Another important consideration is that Influencer Agreements are between SAG-AFTRA and the producer (i.e., the influencer’s “loan-out” entity). This unique requirement does not replace the need for a deal memo, term sheet, or short form contract between the brand and the influencer. In fact, SAG-AFTRA requires a copy of the underlying terms as an attachment to the Influencer Agreement.
Thus, at the deal memo stage of the negotiation between the brand and the influencer, counsel must ensure that the brand is not a signatory member or authorized advertiser. If it is, then, the Waiver comes into play.
The Waiver for Influencer-Produced Sponsored Content
The Waiver allows brands to create influencer content using SAG-AFTRA members by permitting them to freely negotiate compensation without having to consider the minimum fees required by the Commercials Contract. As signatory, the brand or agency is recognized by the union as the employer of the project. The Waiver offers the brand the option to negotiate pay rates and ownership of the Influencer-Produced Sponsored Content as a work for hire. Although the influencer does not have to be a union member, the Waiver, as a union contract, will stipulate working conditions so as to avoid hazardous and dangerous activities, including stunts.
In practice, the brand has the option to proceed with an engagement outside SAG-AFTRA if it is confident that the video does not qualify as a commercial. Audiovisual content that qualifies as a commercial is subject to the Commercials Contract. As a practical consideration, the industry does not recognize certain videos offering purely entertainment content, or “how to” videos, as commercials per se, notwithstanding that they include product placements.
Restrictions Applicable to the Influencer Agreement and the Waiver
At the core of the Influencer Agreement and the Waiver is the acknowledgment that the influencer is the creator of the sponsored content. Brand owners benefit from the content integrity that these contracts provide because influencer-generated content is what drives the success of influencer marketing. Thus, these contractual tools are not available if the content is generated by someone other than the influencer. As a practical matter, the Influencer Agreement and the Waiver only apply to audiovisual content that is “self-produced by the Influencer, through the Producer, and released or exhibited on the Influencer’s and/or Advertiser’s own websites, Social Media, and/or YouTube Channel(s).” See www.sagaftra.org/influencer-agreement.
Other common restrictions include exposing the influencer to dangerous stunts, hazardous conditions, or sexually explicit content. Since influencers have become a significant component of the marketing landscape worldwide, these restrictions also protect the integrity of the brands they represent.
It has been almost one year since SAG-AFTRA introduced the Influencer Agreement and the Waiver. During this time, it has become evident that there is room for improvement. For instance, the disparity in influencer compensation based on race, sex, and cultural background will remain unequal unless there are minimum payment guidelines.

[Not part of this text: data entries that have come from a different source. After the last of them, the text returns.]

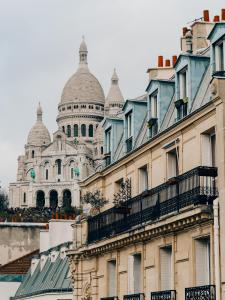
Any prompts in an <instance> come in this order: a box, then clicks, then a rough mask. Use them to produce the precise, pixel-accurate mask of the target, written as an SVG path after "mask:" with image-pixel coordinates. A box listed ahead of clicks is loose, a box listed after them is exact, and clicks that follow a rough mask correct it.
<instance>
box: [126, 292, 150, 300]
mask: <svg viewBox="0 0 225 300" xmlns="http://www.w3.org/2000/svg"><path fill="white" fill-rule="evenodd" d="M144 296H145V295H144V294H143V293H138V294H130V295H124V296H123V300H144Z"/></svg>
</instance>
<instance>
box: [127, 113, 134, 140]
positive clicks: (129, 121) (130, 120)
mask: <svg viewBox="0 0 225 300" xmlns="http://www.w3.org/2000/svg"><path fill="white" fill-rule="evenodd" d="M126 125H127V138H130V137H131V136H132V135H133V130H132V129H133V128H132V112H129V113H128V114H126Z"/></svg>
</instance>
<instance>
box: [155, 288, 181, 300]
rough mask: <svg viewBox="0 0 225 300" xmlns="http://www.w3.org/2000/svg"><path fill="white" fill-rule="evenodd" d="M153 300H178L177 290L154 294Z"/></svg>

Further, the SAG-AFTRA agreements, although important in balancing the relationship between brand owners and influencers, do not replace the need for carefully drafted terms and conditions. Consequently, brand owners must continue to carefully negotiate key terms, including, without limitation, the influencer’s scope of work and compliance obligations under the FTC Guides, exclusivity provisions, compensation structure or benefit packages, including “free” product, as well as intellectual property ownership, licenses, and other approvals.